Most also perform in a three-piece white suit, though Twain himself took to wearing the signature garb only in his later years and almost never while speaking in public. Although the flagrant inaccuracies of most impersonators make Smith cringe, she and her colleagues at the Mark Twain Project, at the University of California, Berkeley, concede that these men in their fake mustaches and feigned accents play an important role in keeping the real man alive in the public’s imagination.
“There are a large number of people who have not read Mark Twain except perhaps Huckleberry Finn or Tom Sawyer,” said Smith, the book’s principal editor. “They get their impression, their idea of Mark Twain, from these impersonators.”

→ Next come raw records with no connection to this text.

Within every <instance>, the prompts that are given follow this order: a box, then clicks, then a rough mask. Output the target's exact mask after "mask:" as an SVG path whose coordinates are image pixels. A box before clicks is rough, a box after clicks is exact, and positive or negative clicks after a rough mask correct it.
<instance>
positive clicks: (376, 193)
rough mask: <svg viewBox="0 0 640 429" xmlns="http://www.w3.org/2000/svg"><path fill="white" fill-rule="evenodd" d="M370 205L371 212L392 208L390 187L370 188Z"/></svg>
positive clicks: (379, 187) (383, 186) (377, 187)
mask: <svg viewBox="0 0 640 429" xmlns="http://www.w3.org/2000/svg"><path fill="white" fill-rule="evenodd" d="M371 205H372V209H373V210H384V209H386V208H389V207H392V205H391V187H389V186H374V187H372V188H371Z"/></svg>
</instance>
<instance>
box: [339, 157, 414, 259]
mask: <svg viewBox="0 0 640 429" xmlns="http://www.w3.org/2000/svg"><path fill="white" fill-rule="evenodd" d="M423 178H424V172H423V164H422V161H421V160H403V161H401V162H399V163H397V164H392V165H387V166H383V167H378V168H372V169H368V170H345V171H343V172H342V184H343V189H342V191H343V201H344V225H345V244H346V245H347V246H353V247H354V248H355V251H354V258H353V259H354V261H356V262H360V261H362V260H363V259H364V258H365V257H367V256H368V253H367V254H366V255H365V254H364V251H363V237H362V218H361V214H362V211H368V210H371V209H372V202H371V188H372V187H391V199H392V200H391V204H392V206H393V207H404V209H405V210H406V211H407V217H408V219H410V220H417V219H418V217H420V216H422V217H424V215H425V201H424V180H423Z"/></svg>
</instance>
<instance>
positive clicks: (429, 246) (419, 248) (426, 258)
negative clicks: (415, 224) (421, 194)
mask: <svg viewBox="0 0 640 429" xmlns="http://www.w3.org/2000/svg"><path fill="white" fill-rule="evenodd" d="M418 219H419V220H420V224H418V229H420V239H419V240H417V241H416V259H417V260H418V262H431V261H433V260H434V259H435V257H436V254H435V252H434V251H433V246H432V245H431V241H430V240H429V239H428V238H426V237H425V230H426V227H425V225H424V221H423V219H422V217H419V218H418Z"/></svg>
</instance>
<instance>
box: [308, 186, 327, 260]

Such figures fall into two distinct camps: those who hew closely to Twain’s writing, memorizing anecdotes and commentary just as written (Holbrook is said to have memorized more than 14 hours’ worth), and those who use the costume to put on a show of their own devising.
VISITING HOME
Ad-libbing would-be Twains show up regularly in his boyhood home of Hannibal, Missouri, but the competition does not faze Richard Garey, 64, who has been playing Twain there for 40 years. “They soon find out it’s a whale of a lot more work than they think it will be,” said Garey, who added that in the last year he’s sold more tickets than ever to his frequent Hannibal shows.
A map of Twain mimics would show clusters in the places where Clemens lived and traveled — along the banks of the Mississippi River, in Missouri where he was raised, in the Northeast, in California’s gold-rich foothills and in the other locales described in Roughing It, Twain’s Wild West travel tales.
Geographical proximity made Pat Kaunert, 61, a Twain fanatic from an early age. Kaunert grew up near Angels Camp, California, the backdrop for Twain’s short story The Celebrated Jumping Frog of Calaveras County. After a career with the National Forest Service, Kaunert retired on the first of this year to be a full-time Twain impersonator.
“The autobiography just ramped up the demand for all things Mark Twain,” said Kaunert, who has been memorizing Twain’s writings by reciting them aloud to his cat. He said he had shows booked well into this year. “I finally felt comfortable making the decision to retire,” he added, “knowing full well I have this other lifetime adventure and career to pursue.”